In any tragic or serious play, the dramatist tries to give relief to the audience by introducing comic scenes or episodes. The literary term for such comic interludes is known as tragic relief. A tragedy is bound to create tension in the mind of the audience and if this tension is not relaxed from time to time, it generates some sort of emotional weakness in the mind of the audience. Hence, comic scenes are a necessity to ease the tension and refresh the mind.
There was a pressing demand from the side of Elizabethan audience for such interludes.
Hence, play wrights had to introduce such comic scenes as the producers also demanded them for a successful run of the play. The comic interlude may have an appropriate emotional connection in the development of the tragic play. But it is also admitted that in Marlowe’s dramas, this tragic relief seems to be crude and often verges on horseplay and buffoonery. For these scenes, it is often said that “Dr Faustus” is a powerful drama with a weak plot.

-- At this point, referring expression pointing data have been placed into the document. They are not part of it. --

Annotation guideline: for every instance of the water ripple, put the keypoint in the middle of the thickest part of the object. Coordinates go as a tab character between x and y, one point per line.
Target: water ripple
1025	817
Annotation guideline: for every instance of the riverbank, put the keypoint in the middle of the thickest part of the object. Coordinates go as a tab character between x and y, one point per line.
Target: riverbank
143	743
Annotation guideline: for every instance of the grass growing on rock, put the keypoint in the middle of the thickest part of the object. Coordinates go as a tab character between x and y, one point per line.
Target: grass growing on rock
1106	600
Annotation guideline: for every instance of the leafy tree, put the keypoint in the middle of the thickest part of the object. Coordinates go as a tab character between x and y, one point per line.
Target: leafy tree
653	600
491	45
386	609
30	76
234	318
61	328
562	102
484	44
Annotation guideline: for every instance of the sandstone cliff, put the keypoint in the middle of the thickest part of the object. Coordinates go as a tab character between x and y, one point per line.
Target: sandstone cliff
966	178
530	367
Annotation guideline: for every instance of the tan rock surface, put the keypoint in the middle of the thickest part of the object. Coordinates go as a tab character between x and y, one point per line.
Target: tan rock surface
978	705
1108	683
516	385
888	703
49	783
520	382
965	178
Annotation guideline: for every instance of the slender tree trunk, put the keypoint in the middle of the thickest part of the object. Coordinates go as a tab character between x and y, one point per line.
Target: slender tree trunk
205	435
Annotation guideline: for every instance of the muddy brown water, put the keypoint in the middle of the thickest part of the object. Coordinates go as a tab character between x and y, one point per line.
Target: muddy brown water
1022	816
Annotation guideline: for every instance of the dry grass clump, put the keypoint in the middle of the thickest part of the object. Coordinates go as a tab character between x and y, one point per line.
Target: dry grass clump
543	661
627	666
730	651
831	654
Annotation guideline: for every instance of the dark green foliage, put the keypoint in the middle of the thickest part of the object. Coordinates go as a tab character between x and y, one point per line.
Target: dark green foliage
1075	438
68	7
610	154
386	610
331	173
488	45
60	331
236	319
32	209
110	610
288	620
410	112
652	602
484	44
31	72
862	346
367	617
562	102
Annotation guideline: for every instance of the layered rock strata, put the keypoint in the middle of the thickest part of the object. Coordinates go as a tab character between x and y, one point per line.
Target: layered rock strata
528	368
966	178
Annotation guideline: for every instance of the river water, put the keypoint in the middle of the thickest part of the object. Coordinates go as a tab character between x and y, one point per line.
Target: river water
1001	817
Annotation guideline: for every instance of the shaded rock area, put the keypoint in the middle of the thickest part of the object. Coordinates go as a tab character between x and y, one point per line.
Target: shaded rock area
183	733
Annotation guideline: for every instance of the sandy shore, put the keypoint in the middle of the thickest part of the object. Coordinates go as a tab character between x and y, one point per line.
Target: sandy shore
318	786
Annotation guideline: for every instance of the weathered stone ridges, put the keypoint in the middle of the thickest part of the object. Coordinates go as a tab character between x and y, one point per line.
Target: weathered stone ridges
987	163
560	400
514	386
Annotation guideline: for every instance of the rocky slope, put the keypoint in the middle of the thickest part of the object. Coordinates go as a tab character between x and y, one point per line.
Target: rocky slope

A close study of Marlowe’s famous play “Dr. Faustus” shows us that there are fourteen scenes in all. Out of them, comic scenes are five or six.
According to the critics, the comic elements in these scenes are low and vulgar, full of coarse buffoonery and they can not be accepted as organic parts of the tragic play. They are of the opinion that only in the first comic scene do we see worked out with some care a comic burlesque of the main plot. Another objection on comic scenes in Dr. Faustus is that most of them are later interpolation and not from the mighty pen of Marlowe. Some of these critical arguments really hold good. If we study Marlowe’s play “Temburlaine”, we find him in the prologue to this play, proudly declaring that:
“From jigging veins of rhyming mother wits, And such conceits of clownage keep in pay, We shall lead you to the stately tent of war.”
This shows that Marlowe must have cherished a strong dislike for clownage conceits. Then it has also been found that the first edition of the play was published in 1604 and the second edition appeared in 1616. And the 1616 edition contains more scenes of clownage with new additions. So it proves that these scenes were not from the mighty pen of Marlowe. But there are also some prominent critics, including T.S.Eliot who assert that Marlowe was not devoid of a high developed sense of humour and Marlowe should not be judged by a Shakespeare standard in this respect.
Marlowe introduced the comic scenes in “Dr. Faustus” for many purposes.
• First, he had to introduce crude buffoonery because it was common stock-in-trade of the Elizabethan dramatists who could not ignore the demands of the groundlings. This was a pressing demand from the side of the Elizabethan audience. They even justify the inclusion of comic scenes in which Faustus teases and trouble the Pope and his guests, outwit the horse-dealer, and make a fool of the talkative knight, planting a pair of horns on his head. They are essential for dramatic purpose to enable Faustus to display his miraculous powers.
• Second, the purpose of the introduction of the comic scenes is to offer a temporary relaxation of tension engendered by the serious scenes.
• Third, Marlowe’s description about Faustus’ pranks on the Pope shows Marlowe’s hatred for church and Pope.
Now we take up the comic scenes one by one and discuss their quality and significance. We have five comic scenes in Doctor Faustus in which low comedy, burlesque and crude buffoonery have been introduced. These scenes are: Act-I, Scene IV; Act-III, Scene I, Act-IV, Scene I; Act-V, Scene ii, IV. Scene II in Act- I, in which Wagner cuts jokes with the scholars and confuses them may also be treated as a comic scene. According to the critics, the comic scene IV in Act-I where we find Wagner and the Clown engrossed in a debate is closely integrated with the main tragic theme. So this scene may be regarded as coming from the pen of Marlowe The same may be said about the scene in which Wagner is found perplexing and confusing the two scholars.
The scene, in which Faustus teases and troubles the Pope and his party, seems to be too crude and vulgar to come from Marlowe’s pen. But the Ralph-Robin episode, in the first and second scenes of Act-lV seems to have very little connection with the main theme of the play. The other two comic scenes, Act-IV, Scene iii, iv which show Faustus as playing an ordinary conjurer’s role either by making horns grow on the knight’s head or by outwitting and duping the horse-dealer are really crude and vulgar. Probably the only justification for including such farcical scenes was to cater to vulgar taste of the groundlings of that age. There are critics who maintain that excepting Scene IV of Act-I and Scene I in Act-III, all other comic scenes are later interpolations. But according to Boas, the two Ralph-Robin scenes are the only interpolations. We may just conclude with the very wise comments of Wynn on this topic:
“Nevertheless, Marlowe must be blamed for the utter incongruity of so many scenes with high tragedy. The harmony which rules the construction of Tamburlaine giving it a lofty coherence and consistency is lamentably absent from “Dr Faustus.”
Whatever may be the case it should be accepted that at least some of the clownage scenes, if not all, were later interpolations and Marlowe should not he blamed I for the low comedy and coarse buffoonery in such scenes.